Piepskonzert
Aus einem Behandlungsraum drang ein anhaltendes Piepsen. Die Schwesternhelferin, auf der Suche nach einen Untersuchungstermin für mich, unterbrach ihre Nachforschungen im Terminkalender. "Einen Moment bitte, ich muss nur eben mal das Gerät abstellen."
Kaum war sie wieder erschienen und hatte sich auf ihrem Stuhl eingesessen, kreischte ein Wecker. Diesmal sprang sie wortlos auf und enteilte in einen anderen Raum.
"Ganz schön viel zu tun?", fragte ich sie nach ihrem Wiederauftauchen.
"Ja, eine Kollegin ist kurzfristig krank geworden und die andere ..."
Weiter kam sie nicht, weil sich jetzt ein Telefon mit seiner Melodie heranschmeichelte. Tapfer versuchte sie, meinen Termin zu fassen zu bekommen, aber dann gab sie doch auf und widmete sich dem andauernden Gedudel.
Während ich dem einseitigen Gespräch lauschte und versuchte, herauszubekommen, worum es ging - so gestalte ich mir die üblichen Wartezeiten in den Arztpraxen interessanter - erinnerte ich mich an eine Zeit, in der unsere Kinder noch klein waren.

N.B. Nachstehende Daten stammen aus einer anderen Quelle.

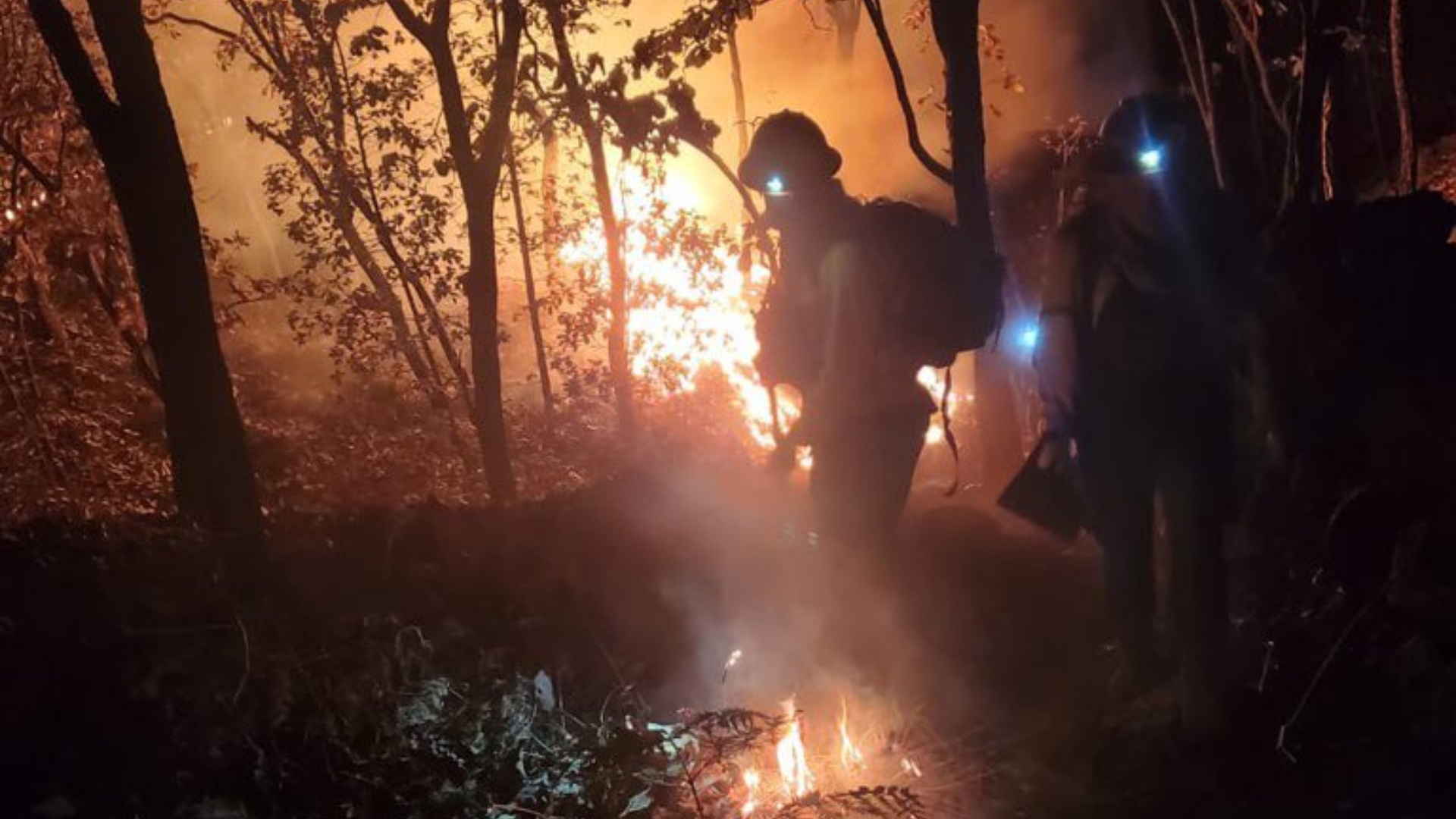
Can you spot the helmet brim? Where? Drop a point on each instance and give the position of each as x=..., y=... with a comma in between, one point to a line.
x=756, y=169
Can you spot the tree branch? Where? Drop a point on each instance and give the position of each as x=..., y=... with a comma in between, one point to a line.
x=237, y=38
x=877, y=17
x=52, y=184
x=414, y=24
x=58, y=30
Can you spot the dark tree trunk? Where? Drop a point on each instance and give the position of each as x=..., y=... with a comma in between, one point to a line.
x=619, y=360
x=1407, y=175
x=479, y=174
x=137, y=140
x=957, y=33
x=1321, y=55
x=533, y=306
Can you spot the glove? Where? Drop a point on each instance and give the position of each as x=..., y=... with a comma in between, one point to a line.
x=1055, y=455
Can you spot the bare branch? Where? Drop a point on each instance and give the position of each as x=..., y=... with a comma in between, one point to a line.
x=52, y=184
x=877, y=17
x=58, y=30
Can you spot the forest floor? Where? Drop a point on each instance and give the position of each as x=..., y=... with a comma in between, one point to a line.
x=131, y=684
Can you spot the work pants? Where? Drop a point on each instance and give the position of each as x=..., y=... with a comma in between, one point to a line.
x=861, y=479
x=1175, y=449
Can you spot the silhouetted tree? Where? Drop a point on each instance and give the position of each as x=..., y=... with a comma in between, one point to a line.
x=137, y=140
x=478, y=161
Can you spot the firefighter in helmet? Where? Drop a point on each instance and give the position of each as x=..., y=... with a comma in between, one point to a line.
x=824, y=328
x=1145, y=290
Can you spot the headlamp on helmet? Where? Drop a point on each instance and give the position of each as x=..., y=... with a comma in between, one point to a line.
x=1150, y=159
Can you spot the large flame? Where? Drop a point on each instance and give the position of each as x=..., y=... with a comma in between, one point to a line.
x=794, y=763
x=705, y=319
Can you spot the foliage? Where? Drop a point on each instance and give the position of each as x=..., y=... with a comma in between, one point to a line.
x=79, y=426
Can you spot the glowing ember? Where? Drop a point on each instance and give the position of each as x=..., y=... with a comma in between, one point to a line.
x=849, y=755
x=733, y=661
x=794, y=765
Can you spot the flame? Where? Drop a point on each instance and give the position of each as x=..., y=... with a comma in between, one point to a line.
x=794, y=765
x=705, y=321
x=849, y=755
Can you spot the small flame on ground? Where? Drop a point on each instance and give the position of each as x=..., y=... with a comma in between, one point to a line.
x=849, y=755
x=750, y=783
x=794, y=765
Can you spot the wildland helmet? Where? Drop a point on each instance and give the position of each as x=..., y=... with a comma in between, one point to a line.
x=788, y=152
x=1152, y=133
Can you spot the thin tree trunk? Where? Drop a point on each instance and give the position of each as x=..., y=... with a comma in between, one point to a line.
x=740, y=108
x=957, y=33
x=95, y=273
x=1407, y=178
x=41, y=292
x=619, y=362
x=551, y=207
x=1326, y=148
x=1196, y=67
x=532, y=303
x=1321, y=55
x=479, y=177
x=137, y=140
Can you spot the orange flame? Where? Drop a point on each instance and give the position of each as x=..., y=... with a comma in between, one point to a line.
x=849, y=755
x=794, y=765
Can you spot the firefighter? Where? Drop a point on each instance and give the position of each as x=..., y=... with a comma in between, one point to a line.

Unsere beiden Mädchen waren keine zwei Jahre auseinander und spielten wie ein Herz und eine Seele miteinander. Wenn ich ihren Gesprächen zuhörte - anscheinend lauschte ich schon damals gerne - hatte ich allerdings eher das Gefühl, sie spielten nebeneinander. Aber ich konnte in Ruhe meiner Arbeit nachgehen und brauchte mir keine Sorgen zu machen, bis - ja, bis mein Telefon klingelte. Ich kam nie über die Begrüßung hinaus.
"Papa, ich hab Durst."
"Papa, hilfst du mir mal?"
"Könnt ihr bitte einen Augenblick ruhig sein, Papa telefoniert."
"Ich will auch telefonieren."
"Erst bin ich dran, du warst letztes Mal."
"Ist ja gar nicht wahr, du hast dreimal als erste mit Mama telefoniert."
"Kinder, streitet euch nicht, Mama ist nicht am Telefon und ich möchte jetzt wirklich in Ruhe telefonieren."
Das war das Stichwort für eine ausgewachsene Balgerei der beiden, die erst durch Abbruch des Telefonats, Verteilen von Küsschen und Pflastern sowie ein Eis aus der Kühltruhe beendet werden konnte.
Als ich meinen Arbeitsplatz nach Hause verlegt hatte, um die Kinder nachmittags zu betreuen, war mir nicht bewusst gewesen, wie viele Telefonanrufe ich im Laufe eines Nachmittags bekommen würde. Wenigstens lernte ich recht schnell und schon nach wenigen Wochen hörte ich die Kinder gar nicht mehr, wenn ich telefonierte. Nur einmal hatten sie es geschafft, in die Küche zu gehen und dort an den Knöpfen der Geräte herumzuspielen, bis ein nervtötendes Gepiepe ertönte. Es handelte sich aber nur um die Zeitschaltuhr des Backofens und dieser Vorfall löste auch keinen Lerneffekt bei den beiden aus.
Aber heute, wo alle möglichen Geräte piepen, schnarren, summen oder sonst welche Geräusche von sich geben und wir sofort loseilen, um ihrer Mahnung Folge zu leisten, würde es mich nicht wundern, wenn Kinder auch bald anfangen. Nachdem bereits das Lesen nur noch eine sehr geringe Rolle spielt, findet ja auch das Sprechen weitgehend nur noch im Fernseher statt. Die zwischenmenschliche Kommunikation besteht überwiegend aus "Hmm" und "Ähh" - in Extremfällen von einem "Lass mich bloß in Ruhe" abgeschlossen.
Kinder lernen schnell, also brauchen Sie nicht zu staunen, wenn demnächst im Supermarkt nicht nur der Brötchen-Backschrank gongt, sondern auch das Baby, das seinen Schnuller verloren hat. Und vor dem zu hoch angebrachten Süßigkeitenregal erschallen die unterschiedlichsten Aufmerksamkeit und sofortiges Eingreifen heischenden Töne.
Wir brauchen unbedingt eine Klingel-Konvention. Ein melodischer Dreiklang bedeutet "Ich hab Hunger/Durst", ein nervzerfetzendes Schnarren "Ich muss sofort aufs Töpfchen/Klo" und ein durchdringendes Hupen (den Eltern vorbehalten): "Gleich setzt's was."
Übrigens, neu ist meine kleine Träumerei nicht - auf den Kanaren und in anderen Bergregionen gibt es heute noch Menschen, die sich durch Pfeifen unterhalten.